For another application of the swindle, recall that finitely-generated free modules over commutative rings have a well-defined natural number as their dimension which is additive under direct sums, and are isomorphic if and only if they have the same dimension.

This is false for some noncommutative rings, and a counterexample can be constructed using the Eilenberg swindle as follows: let $X$ be an abelian group such that $X\cong X\oplus X$ (for example the direct sum of an infinite number of copies of any nonzero abelian group), and let $R$ be the ring of endomorphisms of $X$. Then the left $R$-module $R$ is isomorphic to the left $R$-module $R\oplus R$.

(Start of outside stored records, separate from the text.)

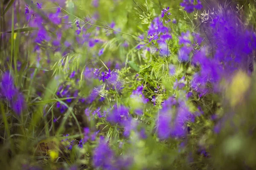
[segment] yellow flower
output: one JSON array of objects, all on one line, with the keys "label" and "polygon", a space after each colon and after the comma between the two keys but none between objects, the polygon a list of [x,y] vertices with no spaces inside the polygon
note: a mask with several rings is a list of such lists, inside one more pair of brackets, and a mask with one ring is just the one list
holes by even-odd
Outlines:
[{"label": "yellow flower", "polygon": [[51,150],[49,151],[49,155],[50,156],[50,157],[51,158],[51,160],[52,160],[52,161],[54,161],[56,158],[57,158],[58,157],[58,152],[53,150]]},{"label": "yellow flower", "polygon": [[235,106],[242,100],[244,93],[250,87],[250,81],[249,76],[241,71],[239,71],[234,76],[230,86],[227,87],[231,106]]}]

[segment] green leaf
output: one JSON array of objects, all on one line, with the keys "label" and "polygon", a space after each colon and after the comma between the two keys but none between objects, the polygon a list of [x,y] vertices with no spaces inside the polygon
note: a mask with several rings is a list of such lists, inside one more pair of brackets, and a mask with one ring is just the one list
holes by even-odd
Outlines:
[{"label": "green leaf", "polygon": [[135,71],[137,72],[140,71],[140,67],[139,66],[135,64],[135,63],[132,61],[130,61],[128,62],[129,64],[129,65],[131,68],[134,70]]},{"label": "green leaf", "polygon": [[[14,32],[28,32],[28,31],[31,31],[37,30],[38,29],[38,28],[35,28],[35,27],[26,27],[26,28],[18,28],[18,29],[15,29],[14,30]],[[11,33],[12,31],[7,31],[6,32]]]},{"label": "green leaf", "polygon": [[12,6],[12,5],[14,1],[15,1],[15,0],[11,0],[10,1],[9,3],[8,3],[8,5],[7,5],[5,9],[4,9],[4,10],[3,10],[3,13],[2,14],[2,17],[4,16],[6,13],[6,12],[7,12],[7,11],[8,11],[9,8],[11,7],[11,6]]}]

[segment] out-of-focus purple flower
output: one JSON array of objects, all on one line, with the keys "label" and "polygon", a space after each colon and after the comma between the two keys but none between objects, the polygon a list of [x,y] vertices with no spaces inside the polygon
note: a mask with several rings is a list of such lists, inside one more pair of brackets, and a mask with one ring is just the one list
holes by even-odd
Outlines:
[{"label": "out-of-focus purple flower", "polygon": [[99,51],[99,53],[98,54],[98,55],[99,56],[101,56],[102,55],[102,54],[103,54],[103,51],[104,50],[104,48],[102,48]]},{"label": "out-of-focus purple flower", "polygon": [[112,162],[114,153],[105,141],[103,136],[101,136],[98,146],[95,148],[93,156],[93,165],[96,168],[104,170],[112,170]]},{"label": "out-of-focus purple flower", "polygon": [[176,72],[176,69],[174,65],[171,64],[169,65],[169,74],[171,76],[173,76]]},{"label": "out-of-focus purple flower", "polygon": [[108,79],[111,77],[111,71],[109,69],[108,71],[102,72],[101,76],[99,77],[99,81],[102,80],[102,82],[104,82],[105,79]]},{"label": "out-of-focus purple flower", "polygon": [[152,97],[152,100],[151,100],[151,101],[152,102],[153,102],[153,103],[154,106],[156,105],[156,100],[157,100],[157,99],[156,99],[154,96],[153,96],[153,97]]},{"label": "out-of-focus purple flower", "polygon": [[163,21],[160,21],[160,17],[156,17],[150,25],[148,32],[149,42],[158,40],[160,35],[167,34],[168,32],[168,28],[163,26]]},{"label": "out-of-focus purple flower", "polygon": [[100,68],[95,68],[94,71],[93,71],[93,78],[96,79],[98,79],[100,76],[100,70],[102,68],[102,67]]},{"label": "out-of-focus purple flower", "polygon": [[168,12],[168,11],[169,11],[169,8],[170,8],[168,6],[167,8],[164,8],[163,9],[163,10],[161,11],[161,17],[162,17],[163,18],[164,16],[164,14],[166,14],[167,15],[171,15],[171,13],[170,12]]},{"label": "out-of-focus purple flower", "polygon": [[25,14],[29,14],[29,6],[26,5],[25,7]]},{"label": "out-of-focus purple flower", "polygon": [[75,75],[76,75],[76,71],[74,71],[70,74],[70,79],[72,79],[72,78],[74,77]]},{"label": "out-of-focus purple flower", "polygon": [[41,4],[39,4],[39,3],[36,3],[36,7],[38,7],[39,8],[42,8],[42,5],[43,4],[43,3],[41,3]]},{"label": "out-of-focus purple flower", "polygon": [[181,36],[179,37],[179,44],[184,45],[191,44],[191,41],[189,39],[190,37],[190,32],[188,31],[186,33],[182,32]]},{"label": "out-of-focus purple flower", "polygon": [[85,143],[85,142],[84,141],[84,140],[83,139],[81,139],[81,140],[80,140],[80,141],[79,141],[78,146],[79,148],[82,148],[83,145]]},{"label": "out-of-focus purple flower", "polygon": [[77,28],[77,29],[76,30],[76,32],[77,35],[79,35],[81,32],[81,27],[80,27],[79,25],[79,20],[78,20],[76,22],[76,28]]},{"label": "out-of-focus purple flower", "polygon": [[122,125],[125,122],[129,121],[131,118],[128,108],[122,105],[118,106],[116,104],[114,105],[113,109],[110,111],[107,120],[112,123],[120,123]]},{"label": "out-of-focus purple flower", "polygon": [[74,140],[73,140],[71,142],[70,142],[70,144],[66,146],[66,148],[67,148],[68,150],[72,150],[72,148],[73,147],[73,146],[74,145],[74,142],[75,141]]},{"label": "out-of-focus purple flower", "polygon": [[91,79],[93,76],[93,69],[86,67],[84,71],[84,75],[86,79]]},{"label": "out-of-focus purple flower", "polygon": [[98,88],[94,88],[89,96],[85,99],[86,102],[88,104],[93,102],[97,98],[97,97],[99,96],[99,91]]},{"label": "out-of-focus purple flower", "polygon": [[176,79],[176,82],[175,82],[174,85],[173,85],[173,89],[175,90],[177,88],[178,88],[178,89],[181,89],[186,85],[185,82],[185,77],[184,76],[182,77],[182,78],[181,78],[181,79],[180,79],[178,82]]},{"label": "out-of-focus purple flower", "polygon": [[163,105],[157,122],[157,131],[159,138],[166,139],[170,137],[182,137],[187,133],[186,123],[190,120],[192,114],[185,102],[179,102],[176,115],[172,112],[172,106],[175,104],[170,98]]},{"label": "out-of-focus purple flower", "polygon": [[0,84],[2,95],[6,97],[7,100],[11,100],[17,93],[12,76],[8,72],[2,75],[2,79]]},{"label": "out-of-focus purple flower", "polygon": [[13,110],[18,115],[26,108],[26,104],[21,94],[18,93],[16,95],[15,98],[12,100],[12,105]]}]

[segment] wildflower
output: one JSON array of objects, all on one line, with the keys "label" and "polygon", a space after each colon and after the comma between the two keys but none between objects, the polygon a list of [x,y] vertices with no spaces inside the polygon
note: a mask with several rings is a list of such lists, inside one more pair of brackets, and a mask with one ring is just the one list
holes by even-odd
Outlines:
[{"label": "wildflower", "polygon": [[68,150],[71,150],[72,149],[73,147],[73,146],[74,145],[74,140],[72,140],[70,142],[70,144],[66,147],[66,148],[67,148]]},{"label": "wildflower", "polygon": [[153,96],[153,97],[152,97],[152,100],[151,100],[151,101],[152,102],[153,102],[153,103],[154,104],[154,105],[156,105],[156,101],[157,100],[157,99],[155,98],[155,97],[154,96]]},{"label": "wildflower", "polygon": [[70,79],[72,79],[72,78],[73,78],[75,76],[75,75],[76,75],[76,71],[74,71],[70,74]]},{"label": "wildflower", "polygon": [[93,162],[94,166],[106,170],[112,169],[113,156],[113,151],[109,148],[104,138],[100,136],[99,144],[93,152]]},{"label": "wildflower", "polygon": [[77,28],[77,29],[76,31],[76,32],[77,35],[79,35],[81,32],[81,27],[80,26],[79,20],[78,20],[76,22],[76,28]]},{"label": "wildflower", "polygon": [[29,14],[29,6],[26,5],[25,7],[25,14]]},{"label": "wildflower", "polygon": [[39,8],[42,8],[42,5],[43,4],[43,3],[41,3],[41,4],[39,4],[39,3],[36,3],[36,7],[38,7]]},{"label": "wildflower", "polygon": [[93,71],[93,78],[98,79],[99,76],[99,74],[100,74],[100,70],[102,68],[102,67],[100,68],[95,68],[94,71]]},{"label": "wildflower", "polygon": [[173,85],[173,89],[175,90],[177,87],[179,89],[182,89],[186,85],[185,83],[185,77],[184,76],[179,80],[179,82],[177,82],[177,79],[176,79],[176,82],[174,83]]},{"label": "wildflower", "polygon": [[169,65],[169,74],[170,75],[173,76],[176,72],[175,66],[173,65]]},{"label": "wildflower", "polygon": [[2,75],[0,88],[0,92],[7,100],[12,100],[16,94],[17,91],[14,86],[13,79],[9,72],[6,72]]},{"label": "wildflower", "polygon": [[18,93],[15,99],[12,101],[12,105],[13,110],[17,115],[20,115],[22,110],[26,107],[26,104],[22,94]]},{"label": "wildflower", "polygon": [[138,101],[141,101],[144,104],[146,103],[148,101],[148,99],[145,98],[143,94],[143,85],[138,86],[136,90],[133,91],[131,97],[137,99]]},{"label": "wildflower", "polygon": [[125,122],[130,121],[131,118],[128,108],[122,105],[117,106],[116,104],[107,117],[107,120],[112,123],[123,124]]},{"label": "wildflower", "polygon": [[100,49],[99,50],[99,53],[98,54],[98,55],[99,55],[99,56],[101,56],[102,55],[102,54],[103,54],[103,50],[104,50],[104,48],[102,48],[101,49]]},{"label": "wildflower", "polygon": [[164,16],[164,14],[166,14],[167,15],[171,15],[171,13],[169,12],[168,12],[168,11],[169,10],[170,8],[169,8],[169,7],[167,7],[167,8],[164,8],[163,9],[163,10],[162,10],[162,11],[161,11],[161,17],[162,17],[162,18]]},{"label": "wildflower", "polygon": [[80,141],[79,141],[78,142],[79,142],[78,144],[78,147],[80,148],[82,148],[83,145],[84,145],[85,143],[85,142],[84,141],[83,139],[82,139],[80,140]]},{"label": "wildflower", "polygon": [[158,39],[161,34],[166,34],[168,31],[168,28],[163,26],[163,22],[160,21],[160,18],[155,18],[152,21],[148,31],[149,42]]},{"label": "wildflower", "polygon": [[183,101],[178,103],[176,115],[173,114],[172,106],[175,105],[172,98],[166,101],[160,110],[157,122],[159,138],[166,139],[169,137],[180,138],[187,133],[186,122],[190,120],[192,114]]}]

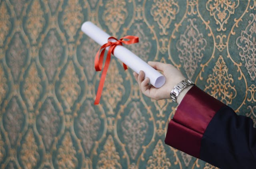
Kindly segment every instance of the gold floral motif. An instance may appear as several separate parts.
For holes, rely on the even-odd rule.
[[[25,25],[28,33],[32,39],[32,44],[36,43],[36,39],[43,29],[45,23],[43,15],[44,12],[41,8],[39,2],[33,1]]]
[[[154,0],[150,9],[150,14],[162,29],[160,35],[167,35],[166,29],[170,28],[172,21],[175,19],[180,7],[174,0]]]
[[[4,100],[8,90],[7,82],[7,79],[4,74],[4,69],[2,65],[0,64],[0,104]]]
[[[0,161],[3,161],[4,157],[6,154],[5,149],[4,147],[4,142],[2,139],[2,134],[0,133]]]
[[[239,5],[239,1],[230,0],[209,0],[206,3],[206,9],[213,16],[216,24],[220,25],[217,31],[225,31],[224,24],[228,23],[230,14],[234,14],[235,9]]]
[[[78,136],[82,142],[85,151],[90,153],[94,141],[98,136],[100,120],[92,106],[93,103],[86,100],[86,106],[81,111],[75,122],[78,128]]]
[[[46,151],[50,150],[60,128],[60,119],[51,99],[47,98],[43,104],[37,118],[37,129],[42,136]]]
[[[144,61],[147,61],[150,55],[150,53],[152,45],[150,43],[148,37],[145,34],[143,29],[141,28],[142,26],[142,23],[134,24],[136,29],[134,29],[132,35],[140,37],[140,43],[132,45],[127,46],[130,49]]]
[[[36,66],[33,62],[25,79],[24,87],[24,94],[30,109],[33,109],[33,106],[39,98],[42,89],[40,82],[41,79],[38,77]]]
[[[103,149],[99,155],[99,160],[97,163],[97,168],[122,169],[122,165],[118,162],[120,157],[116,151],[116,147],[111,135],[109,135]]]
[[[188,7],[190,7],[190,10],[188,10],[188,15],[195,15],[196,12],[196,6],[198,5],[198,1],[197,0],[190,0],[187,1]],[[196,8],[195,8],[196,7]]]
[[[110,109],[108,113],[110,114],[114,114],[113,109],[116,108],[121,100],[125,91],[124,87],[122,85],[123,80],[120,71],[124,70],[118,70],[116,61],[112,59],[108,71],[102,96]]]
[[[164,120],[158,120],[156,121],[156,123],[158,126],[158,127],[156,129],[156,133],[158,136],[161,136],[164,134],[165,131],[164,126],[166,122]]]
[[[11,28],[10,16],[7,11],[4,1],[0,4],[0,46],[4,44],[4,41]]]
[[[18,81],[27,56],[26,46],[22,43],[20,33],[16,33],[6,53],[6,62],[14,81]]]
[[[250,94],[251,98],[247,98],[248,102],[252,102],[252,103],[256,102],[256,86],[254,84],[252,84],[246,90],[247,94]],[[250,95],[249,95],[250,96]]]
[[[62,18],[63,28],[68,36],[68,41],[74,41],[74,37],[80,30],[84,16],[82,13],[81,5],[79,1],[69,0],[64,10]]]
[[[54,30],[50,30],[48,33],[41,54],[42,65],[45,69],[48,80],[52,81],[63,55],[62,47]]]
[[[62,98],[69,111],[81,92],[78,85],[79,78],[76,73],[75,67],[72,61],[70,61],[65,71],[64,75],[60,81],[60,93]]]
[[[89,79],[91,80],[95,72],[94,67],[94,57],[99,49],[98,45],[91,38],[87,38],[82,43],[79,49],[81,55],[79,63],[85,69],[85,72]]]
[[[181,156],[182,157],[183,161],[185,163],[185,165],[186,167],[188,167],[189,165],[189,162],[190,162],[191,159],[192,159],[192,156],[182,151],[180,151],[180,153],[181,153]]]
[[[184,63],[183,67],[188,77],[191,79],[204,57],[203,52],[206,46],[207,42],[203,34],[200,33],[197,26],[194,22],[196,18],[188,19],[190,24],[184,33],[180,35],[176,46],[179,52],[178,57],[180,62]]]
[[[241,36],[236,39],[236,45],[240,49],[239,56],[244,61],[244,66],[252,80],[256,78],[256,14],[251,13],[245,30],[241,32]]]
[[[158,113],[156,114],[156,117],[164,117],[165,115],[164,112],[166,110],[166,107],[169,102],[165,99],[160,100],[159,100],[151,99],[151,101],[154,102],[157,110]]]
[[[132,108],[122,123],[124,142],[134,160],[142,147],[148,131],[148,124],[138,108],[139,102],[132,103]]]
[[[48,0],[48,5],[52,13],[54,13],[56,10],[59,2],[56,0]]]
[[[168,169],[171,167],[170,159],[166,157],[166,153],[161,140],[157,142],[152,153],[148,161],[147,169]]]
[[[234,79],[232,75],[228,74],[228,69],[222,55],[220,55],[212,71],[212,74],[208,77],[206,82],[208,84],[206,85],[204,91],[226,104],[231,104],[236,96],[236,90],[234,85],[232,85]]]
[[[89,0],[90,4],[92,5],[92,8],[94,8],[96,5],[96,3],[98,1],[98,0]]]
[[[102,19],[112,35],[116,37],[116,32],[119,31],[121,26],[124,23],[128,16],[128,12],[125,8],[126,2],[124,0],[108,0],[104,4],[106,4],[106,10],[103,12]]]
[[[227,46],[227,42],[226,42],[225,44],[223,43],[223,38],[226,38],[227,37],[227,36],[226,35],[223,35],[221,36],[220,35],[217,35],[216,36],[216,39],[219,39],[220,41],[218,44],[217,44],[216,43],[215,43],[215,45],[217,49],[218,49],[219,51],[222,51],[224,49],[225,49]]]
[[[13,6],[16,16],[18,17],[22,14],[22,12],[24,8],[24,4],[26,0],[10,0],[10,2]]]
[[[69,132],[65,134],[61,145],[58,149],[57,165],[62,169],[74,169],[78,165],[76,151],[73,145]]]
[[[206,163],[205,164],[205,166],[204,167],[204,169],[218,169],[218,168],[214,167],[208,163]]]
[[[136,165],[134,163],[132,163],[132,164],[131,164],[128,167],[128,169],[138,169],[137,165]]]
[[[39,158],[38,148],[36,143],[33,131],[30,129],[26,135],[25,141],[21,146],[20,158],[26,168],[34,168]]]
[[[12,98],[6,112],[3,116],[4,127],[8,133],[11,145],[16,143],[20,132],[22,130],[24,117],[16,97]]]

As a final interesting example, if $A$ and $B$ are any groups then the Eilenberg swindle can be used to construct a ring $R$ such that the group rings $R[A]$ and $R[B]$ are isomorphic rings: take $R$ to be the group ring of the restricted direct product of infinitely many copies of $A\times B$.

==Other examples==

The proof of the Schröder-Bernstein theorem might be seen as antecedent of the Eilenberg–Mazur swindle. In fact, the ideas are quite similar. If there are injections of sets from X to Y and from Y to X, this means that formally we have X = Y + A and Y = X + B for some sets A and B, where + means disjoint union and = means there is a bijection between two sets. Expanding the former with the latter,
 X = X + A + B.
In this bijection, let Z consist of those elements of the left hand side that correspond to an element of X on the right hand side. This bijection then expands to the bijection
 X = A + B + A + B + ⋯ + Z.
Substituting the right hand side for X in Y = B + X gives the bijection
 Y = B + A + B + A + ⋯ + Z.
Switching every adjacent pair B + A yields
 Y = A + B + A + B + ⋯ + Z.
Composing the bijection for X with the inverse of the bijection for Y then yields
 X = Y.

This argument depended on the bijections A + B = B + A and A + (B + C) = (A + B) + C as well as the well-definedness of infinite disjoint union.